Johannesburg - Former chairperson of the National Assembly’s portfolio committee on public enterprises Zukiswa Rantho on Tuesday praised late Minister in the Presidency Jackson Mthembu for encouraging ANC MPs to pursue allegations of wrongdoing against party members.
Rantho told the commission of inquiry into state capture on Wednesday that the committee had leadership in a person like Mthembu, who died of Covid-19-related complications last month.
”He would say: ’You push for what is right. You do what is right, you correct what is wrong. You tell a person if they are wrong politically and administratively,’” she recalled Mthembu telling the committee.
Rantho, who was not returned as ANC MP after the 2019 national and provincial elections, insisted that this was the attitude throughout the term between 2014 and 2019.
”We need to do what is right, if there are any allegations against a certain person who is in our committee or who is leading our committee, we need to probe that person,” the former ANC chief whip reinforced to the governing party’s MPs.
When the committee was about to embark on a parliamentary inquiry into Eskom, Rantho said Mthembu assured ANC MPs that they must continue even if there were people in the caucus who did not want their investigation to go through.
Mthembu, according to Rantho, assured members of the committee that the majority of ANC national executive committee members wanted the inquiry to continue.
She said some members of the ANC caucus feared that the inquiry would implicate party members.
Commission chairperson Deputy Chief Justice Raymond Zondo asked if there were ANC members who thought it would be protecting the governing party if allegations were not brought into the open
”That’s correct, chairperson,” Rantho responded.
She admitted that the committee did not always conduct due diligence in its work and did not have the “oomph” to do real oversight on the allegations swelling against the controversial, fugitive Gupta family.
The committee, Rantho said, only took a decision to investigate the allegations on Eskom when they became “too much”.
She said opposition MPs in the committee would just present in front of the minister, director-general or state-owned entity executives and she felt it was not enough to just speak about allegations without evidence.
According to Rantho, the committee started looking into the evidence that, fortunately, came from former public protector Thuli Madonsela’s State of Capture Report in 2016 and at the beginning of the following year.
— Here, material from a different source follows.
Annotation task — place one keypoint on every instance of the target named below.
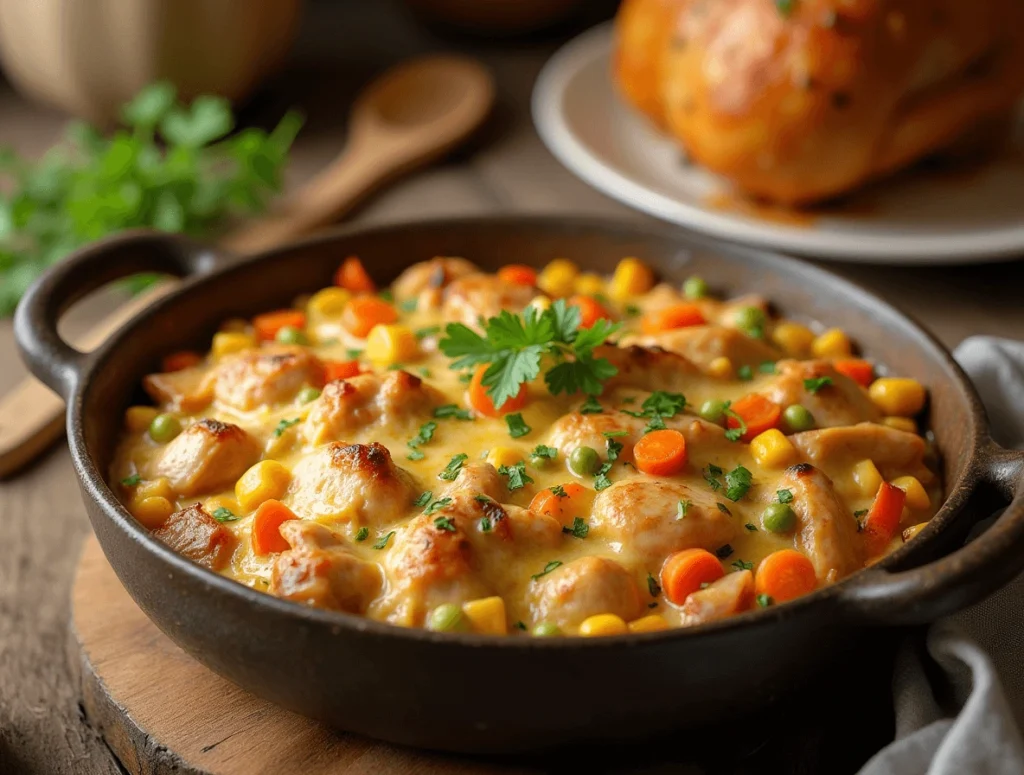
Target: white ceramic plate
(924, 217)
She said in 2016 all political parties were concerned with the local government elections and most of the time that year MPs were outside Parliament doing political work.
”A member of Parliament is in Parliament because of a political party. Political parties would make us not probe a certain issue that is politically sensitive. It does not only happen in the ruling party; it happens in other political parties,” she explained.
MPs, according to Rantho, who did not toe the line could end up being removed by their political party.
”That is why I am saying it cuts across political parties; it does not only happen in one political party. It can happen to any party. We did not have any person who is prohibiting us from doing our job,” she maintained.
The commission’s hearings will resume on Wednesday.